Naf Tourism Park is a proposed economic zone in the Jaliardip, Cox's Bazar and will be the first exclusive tourism park in Bangladesh. BEZA is developing this as part of its plan to develop 100 special economic zones throughout the country.

History 
The Cabinet Committee on Economic Affairs approved the project on 6 May 2015. Bangladesh Economic Zones Authority (BEZA) has planned to develop a new tourism park in Sabrang in Teknaf. But the government faced major challenges like lack of infrastructure such as water and power supplies and water treatment systems and the rehabilitation of farmers.
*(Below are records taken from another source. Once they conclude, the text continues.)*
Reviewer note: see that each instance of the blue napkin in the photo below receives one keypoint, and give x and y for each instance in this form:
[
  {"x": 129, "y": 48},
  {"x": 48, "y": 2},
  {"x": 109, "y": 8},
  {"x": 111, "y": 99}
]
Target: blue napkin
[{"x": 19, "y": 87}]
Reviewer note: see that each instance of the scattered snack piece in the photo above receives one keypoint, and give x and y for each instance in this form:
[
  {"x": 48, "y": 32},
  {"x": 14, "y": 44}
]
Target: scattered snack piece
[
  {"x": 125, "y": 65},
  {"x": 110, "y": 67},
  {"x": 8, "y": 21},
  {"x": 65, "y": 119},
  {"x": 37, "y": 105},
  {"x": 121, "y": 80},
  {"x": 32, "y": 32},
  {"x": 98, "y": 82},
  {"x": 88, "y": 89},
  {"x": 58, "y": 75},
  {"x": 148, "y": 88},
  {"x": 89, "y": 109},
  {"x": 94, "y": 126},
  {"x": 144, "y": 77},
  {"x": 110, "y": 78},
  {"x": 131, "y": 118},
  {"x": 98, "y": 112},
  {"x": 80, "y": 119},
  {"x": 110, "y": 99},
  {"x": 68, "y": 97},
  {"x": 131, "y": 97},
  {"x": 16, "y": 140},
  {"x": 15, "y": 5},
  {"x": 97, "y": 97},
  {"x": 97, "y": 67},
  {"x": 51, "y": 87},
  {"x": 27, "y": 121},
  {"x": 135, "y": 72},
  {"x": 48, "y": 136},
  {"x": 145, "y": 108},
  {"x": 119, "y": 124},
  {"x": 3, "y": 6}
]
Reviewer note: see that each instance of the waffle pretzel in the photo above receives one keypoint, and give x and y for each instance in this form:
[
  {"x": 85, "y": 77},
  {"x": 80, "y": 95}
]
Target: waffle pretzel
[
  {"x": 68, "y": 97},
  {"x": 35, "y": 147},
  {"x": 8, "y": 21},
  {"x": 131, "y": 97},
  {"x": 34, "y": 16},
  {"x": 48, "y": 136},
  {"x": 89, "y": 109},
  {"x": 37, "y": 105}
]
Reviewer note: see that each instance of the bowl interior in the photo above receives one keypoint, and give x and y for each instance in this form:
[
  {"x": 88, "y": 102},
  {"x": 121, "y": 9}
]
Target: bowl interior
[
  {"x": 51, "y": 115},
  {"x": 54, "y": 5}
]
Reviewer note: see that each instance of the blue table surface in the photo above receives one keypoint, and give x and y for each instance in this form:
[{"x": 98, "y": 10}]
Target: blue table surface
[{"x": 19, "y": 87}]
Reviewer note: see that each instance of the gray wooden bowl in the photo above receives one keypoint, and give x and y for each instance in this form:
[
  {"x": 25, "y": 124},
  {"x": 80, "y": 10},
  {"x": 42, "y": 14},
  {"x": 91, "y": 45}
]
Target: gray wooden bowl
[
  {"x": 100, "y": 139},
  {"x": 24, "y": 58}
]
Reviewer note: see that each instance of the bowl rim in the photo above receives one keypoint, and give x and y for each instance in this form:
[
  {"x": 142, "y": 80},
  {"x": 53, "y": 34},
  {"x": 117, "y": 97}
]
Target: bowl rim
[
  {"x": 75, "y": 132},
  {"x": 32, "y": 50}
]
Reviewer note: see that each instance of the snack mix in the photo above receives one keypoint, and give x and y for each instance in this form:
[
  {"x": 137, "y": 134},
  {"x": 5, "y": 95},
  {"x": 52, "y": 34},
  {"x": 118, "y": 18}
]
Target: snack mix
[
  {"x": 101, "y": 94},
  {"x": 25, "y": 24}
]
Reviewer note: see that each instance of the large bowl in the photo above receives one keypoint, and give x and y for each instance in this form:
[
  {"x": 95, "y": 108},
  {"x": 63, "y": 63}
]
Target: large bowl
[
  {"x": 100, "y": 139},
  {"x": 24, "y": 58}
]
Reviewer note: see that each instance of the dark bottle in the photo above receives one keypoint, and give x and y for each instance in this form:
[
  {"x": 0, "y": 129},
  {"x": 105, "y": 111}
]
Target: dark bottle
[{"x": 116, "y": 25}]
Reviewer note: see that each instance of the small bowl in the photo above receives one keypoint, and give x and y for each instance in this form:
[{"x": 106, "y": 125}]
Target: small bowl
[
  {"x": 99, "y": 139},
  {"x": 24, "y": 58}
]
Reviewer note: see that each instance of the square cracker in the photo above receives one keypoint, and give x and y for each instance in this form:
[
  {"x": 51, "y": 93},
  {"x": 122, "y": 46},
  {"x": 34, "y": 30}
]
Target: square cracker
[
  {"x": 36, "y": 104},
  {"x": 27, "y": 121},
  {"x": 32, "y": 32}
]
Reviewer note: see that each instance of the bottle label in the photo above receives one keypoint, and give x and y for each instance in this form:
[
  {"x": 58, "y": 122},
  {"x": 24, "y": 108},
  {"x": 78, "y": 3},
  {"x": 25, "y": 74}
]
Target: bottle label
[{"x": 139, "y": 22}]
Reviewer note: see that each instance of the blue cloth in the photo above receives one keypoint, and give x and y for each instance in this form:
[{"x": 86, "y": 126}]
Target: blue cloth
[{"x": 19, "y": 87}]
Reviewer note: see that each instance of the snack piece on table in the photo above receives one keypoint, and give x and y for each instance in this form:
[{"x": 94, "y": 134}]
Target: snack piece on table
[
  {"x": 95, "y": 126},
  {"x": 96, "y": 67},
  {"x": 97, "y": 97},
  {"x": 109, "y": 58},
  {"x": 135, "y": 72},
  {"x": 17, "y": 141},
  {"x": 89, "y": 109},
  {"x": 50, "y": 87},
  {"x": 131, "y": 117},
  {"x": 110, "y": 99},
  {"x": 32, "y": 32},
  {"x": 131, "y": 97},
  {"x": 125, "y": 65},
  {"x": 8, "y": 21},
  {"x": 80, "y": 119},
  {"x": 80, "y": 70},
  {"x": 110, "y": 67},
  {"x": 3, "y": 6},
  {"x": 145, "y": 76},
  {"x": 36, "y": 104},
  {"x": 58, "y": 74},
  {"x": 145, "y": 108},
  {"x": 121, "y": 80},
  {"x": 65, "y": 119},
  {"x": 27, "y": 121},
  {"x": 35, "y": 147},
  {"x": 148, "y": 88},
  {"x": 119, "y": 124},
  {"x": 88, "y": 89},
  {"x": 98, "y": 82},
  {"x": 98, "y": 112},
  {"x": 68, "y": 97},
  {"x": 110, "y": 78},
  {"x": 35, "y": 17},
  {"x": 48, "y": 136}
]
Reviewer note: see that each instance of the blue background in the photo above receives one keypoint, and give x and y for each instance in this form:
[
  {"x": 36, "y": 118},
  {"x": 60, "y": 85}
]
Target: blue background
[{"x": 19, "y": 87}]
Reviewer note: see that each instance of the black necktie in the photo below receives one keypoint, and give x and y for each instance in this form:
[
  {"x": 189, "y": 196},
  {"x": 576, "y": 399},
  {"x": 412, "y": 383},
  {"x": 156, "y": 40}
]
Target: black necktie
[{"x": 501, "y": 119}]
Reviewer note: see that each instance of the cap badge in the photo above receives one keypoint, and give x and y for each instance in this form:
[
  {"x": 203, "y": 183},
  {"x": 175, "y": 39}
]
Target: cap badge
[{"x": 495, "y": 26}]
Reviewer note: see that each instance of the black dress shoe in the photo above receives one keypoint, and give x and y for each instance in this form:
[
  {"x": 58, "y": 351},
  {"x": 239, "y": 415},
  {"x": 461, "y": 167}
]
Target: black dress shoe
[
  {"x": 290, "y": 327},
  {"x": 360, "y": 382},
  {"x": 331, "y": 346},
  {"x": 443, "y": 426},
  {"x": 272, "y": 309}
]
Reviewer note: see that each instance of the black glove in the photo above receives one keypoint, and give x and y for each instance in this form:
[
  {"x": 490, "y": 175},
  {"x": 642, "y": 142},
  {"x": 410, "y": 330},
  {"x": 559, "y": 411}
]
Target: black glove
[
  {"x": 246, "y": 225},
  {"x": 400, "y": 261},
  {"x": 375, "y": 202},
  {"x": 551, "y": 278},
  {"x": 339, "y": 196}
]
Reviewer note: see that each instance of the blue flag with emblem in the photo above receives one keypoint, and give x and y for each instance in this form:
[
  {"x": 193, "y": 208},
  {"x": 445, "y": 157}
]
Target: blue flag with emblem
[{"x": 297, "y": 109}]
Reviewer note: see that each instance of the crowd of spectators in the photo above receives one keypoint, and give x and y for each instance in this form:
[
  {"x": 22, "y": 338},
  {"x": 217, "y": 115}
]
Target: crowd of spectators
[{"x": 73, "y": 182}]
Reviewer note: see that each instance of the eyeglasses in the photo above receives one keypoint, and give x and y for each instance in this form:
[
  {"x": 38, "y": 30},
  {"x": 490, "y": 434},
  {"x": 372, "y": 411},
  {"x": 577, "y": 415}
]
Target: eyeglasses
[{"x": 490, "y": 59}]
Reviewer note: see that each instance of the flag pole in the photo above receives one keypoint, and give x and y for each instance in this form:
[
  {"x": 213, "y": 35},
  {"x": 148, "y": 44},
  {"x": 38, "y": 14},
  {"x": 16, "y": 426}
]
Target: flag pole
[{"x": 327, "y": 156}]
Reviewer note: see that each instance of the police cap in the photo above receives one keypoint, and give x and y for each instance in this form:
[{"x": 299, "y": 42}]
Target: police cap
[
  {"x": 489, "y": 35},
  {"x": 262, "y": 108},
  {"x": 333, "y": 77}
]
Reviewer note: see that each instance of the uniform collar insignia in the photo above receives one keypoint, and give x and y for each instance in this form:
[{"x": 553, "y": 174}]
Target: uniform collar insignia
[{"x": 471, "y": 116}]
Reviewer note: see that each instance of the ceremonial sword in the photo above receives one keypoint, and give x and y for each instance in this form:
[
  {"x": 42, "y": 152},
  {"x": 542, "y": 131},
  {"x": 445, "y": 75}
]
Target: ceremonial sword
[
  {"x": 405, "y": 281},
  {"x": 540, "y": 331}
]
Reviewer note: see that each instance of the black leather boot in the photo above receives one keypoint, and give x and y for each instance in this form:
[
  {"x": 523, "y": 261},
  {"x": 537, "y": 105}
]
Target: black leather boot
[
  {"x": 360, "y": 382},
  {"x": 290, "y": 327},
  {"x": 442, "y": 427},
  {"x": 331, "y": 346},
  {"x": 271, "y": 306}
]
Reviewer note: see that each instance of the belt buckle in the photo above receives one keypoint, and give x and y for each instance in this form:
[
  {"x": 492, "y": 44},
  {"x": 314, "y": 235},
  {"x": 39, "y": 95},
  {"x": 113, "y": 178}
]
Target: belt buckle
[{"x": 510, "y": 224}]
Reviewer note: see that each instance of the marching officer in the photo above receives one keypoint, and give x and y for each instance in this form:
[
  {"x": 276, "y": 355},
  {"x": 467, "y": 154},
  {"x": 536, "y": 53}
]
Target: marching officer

Cox's Bazar is also prone to storms. The Sabrang site is vulnerable to flood and storm surges. The developer or authorities will have to bear high expenses for embankments and landfills.

Location 
Naf Tourism Park will be located in the Jaliardwip island which is situated in the middle of the Naf river that divides Myanmar and Bangladesh. The island is diverse and multifaceted as it has both hill and river view.

Construction 
The Department of Environment (DoE) has provided environmental clearance for the development of the Tourism Park. A feasibility study was carried out by the UNICONSULT- a German based consultancy firm, Environmental Impact Assessment (EIA) and Socio-economic Impact Assessment (SIA) was done by PricewaterhouseCoopers, India. The government has asked for bid for building various infrastructure for the tourists.

Prime Minister Sheikh Hasina laid the foundation stone of the project on 6 May 2017.

On 12 September 2018 Siam Siam International of Thailand signed an agreement with Bangladesh Economic Zones Authority (BEZA) to invest around $500 million for the infrastructure development. The development of the park will be done in  phases in the next five years.

Objections to the location 
A  group of environmentalists, opposes the project citing its status as a sanctuary of many animals. The soil level of this island also often remains submerged.